特にもう、何もしたくはなかった。景色だけが、私の味方なのかもしれないと思った。日が暮れていく。休みの日に満足できることは、ものを買うことだけ。無印良品やIKEAだとかを回りながら、色々なものを見て、結局家のネットで購入したりして、気づけば日が暮れていた。何をしたのだろうと思う。人ができることなど限られているのかもしれない。だけど、そんなことはどうだってかまわなかった。どうだってかまわないと、私はまた、口にした。

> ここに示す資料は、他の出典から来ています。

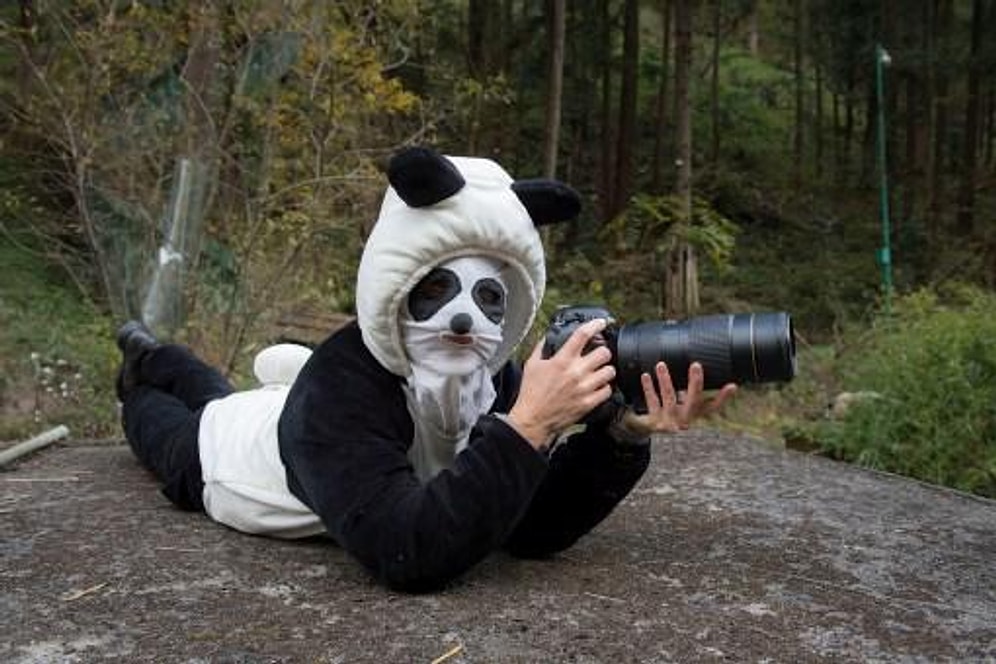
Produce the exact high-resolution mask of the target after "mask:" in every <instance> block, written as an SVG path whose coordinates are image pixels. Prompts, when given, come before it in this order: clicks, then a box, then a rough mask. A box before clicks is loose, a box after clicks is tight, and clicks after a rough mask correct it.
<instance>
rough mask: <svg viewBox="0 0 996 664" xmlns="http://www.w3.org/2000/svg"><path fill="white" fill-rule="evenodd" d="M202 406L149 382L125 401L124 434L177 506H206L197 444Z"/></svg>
mask: <svg viewBox="0 0 996 664" xmlns="http://www.w3.org/2000/svg"><path fill="white" fill-rule="evenodd" d="M201 412H202V411H201V409H197V410H194V409H191V408H189V407H188V406H187V405H186V404H185V403H184V402H183V401H181V400H180V399H179V398H177V397H175V396H173V395H171V394H168V393H166V392H164V391H163V390H160V389H158V388H155V387H151V386H149V385H139V386H138V387H136V388H135V389H134V390H132V391H130V392H129V393H128V395H127V398H126V399H125V401H124V403H122V407H121V419H122V425H123V427H124V431H125V436H126V437H127V439H128V443H129V444H130V445H131V448H132V450H133V451H134V452H135V456H137V457H138V459H139V461H141V462H142V464H143V465H144V466H145V467H146V468H148V469H149V470H151V471H152V472H153V473H154V474H155V475H156V477H158V478H159V480H160V481H161V482H162V483H163V489H162V491H163V494H164V495H165V496H166V497H167V498H169V499H170V500H171V501H172V502H173V503H174V504H175V505H177V506H178V507H180V508H182V509H185V510H191V511H199V510H203V509H204V501H203V498H202V493H203V491H204V478H203V475H202V472H201V461H200V452H199V448H198V444H197V435H198V429H199V427H200V421H201Z"/></svg>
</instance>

時は何もヒントを与えてはくれないだろう。経済に関する本を読んだ。はっきりとした解答を、本は何も与えてはくれない。雑誌の方が如実なリアリティに溢れていたりする。街は、それ以上に混沌としていた。同じ系列のコンビニがあると思えば、違うコンビニが突然角から現れたりもする。どちらにしても三井住友のATMが入っているコンビニなどに用はなかった。東京は、色々な街が存在するが、どこも煮え切ってなどいない。犯罪の多いエリアなどといわれていても、マンハッタンのハーレムのような雰囲気などどこにもなかった。若者も、アメリカ人のような格好をしていたり、ラッパーを意識した格好をしていたりする。しかし、彼らのなかにどれだけのスピリットと呼べるものがあるのかはわからなかった。どうせ、愛国心についてたずねてみても、曖昧な返事しか帰ってこないのだから。

それは、しょうがないことだ。それについて考えてみたところで明確な回答など得られはしない。インターネットは経済の流れを変えていく。街から、人も物も姿を消していくことだろう。ネットの中だけが整然とした賑わいを見せている。